The first part, The Rite of Spring, was exciting but graphic and slightly disturbing. Petrushka was brighter, happier, and more pleasant. All in all, the ballet was fantastic, and I’m so happy I went.

After the ballet, we went to see an outdoor performance of fire-breathing Dragons. My friend and I almost got trampled by the dragons because we didn’t move out of the way fast enough.

We stayed in the crowd, in the direction path of the dragon, and didn't move until the dragons came rushing toward us.

We stayed in the crowd, in the direction path of the dragon, and didn’t move until the dragons came rushing toward us.

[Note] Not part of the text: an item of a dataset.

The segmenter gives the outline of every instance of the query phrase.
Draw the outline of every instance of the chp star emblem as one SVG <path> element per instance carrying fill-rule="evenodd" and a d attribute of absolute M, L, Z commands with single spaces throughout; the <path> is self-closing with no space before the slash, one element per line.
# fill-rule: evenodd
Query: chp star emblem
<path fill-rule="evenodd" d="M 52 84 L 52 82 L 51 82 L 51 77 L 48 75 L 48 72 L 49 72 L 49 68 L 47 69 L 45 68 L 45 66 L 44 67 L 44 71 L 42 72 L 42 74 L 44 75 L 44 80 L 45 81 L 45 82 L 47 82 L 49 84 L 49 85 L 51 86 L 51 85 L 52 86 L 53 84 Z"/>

Just taking pictures before the dragons trampled over us. Actually they didn't, but we didn't move out of its direction for a while! haha

Just taking pictures before the dragons trampled over us. Actually they didn’t, but we didn’t move out of its direction for a while! haha

Da dragon. Without wings. "It's awkward that the dragon isn't a real dragon," Sinead.

Da dragon. Without wings. “It’s awkward that the dragon isn’t a real dragon,” Sinead.


The aftermath of the dragons

The aftermath of the dragons

Afterward, we got gelato. :)

Galway Fringe Festival:

The Fringe Festival is almost like the Arts Festival but instead of worldwide, renowed artists, the Fringe Festival features local performers. They had, similarly to the Arts Festival, art, cabaret, children’s theatre, comedy, dance, literature, music, photography, theatre, and workshops.

I saw and bullied others into seeing a theatre performance called “Reality Shows.” “Reality Shows” basically made fun of this type of TV genre, and it advertised “Go for the giggles,” which was the only thing I wanted to do at the time.

It wasn’t fantastic, but I did definitely giggle.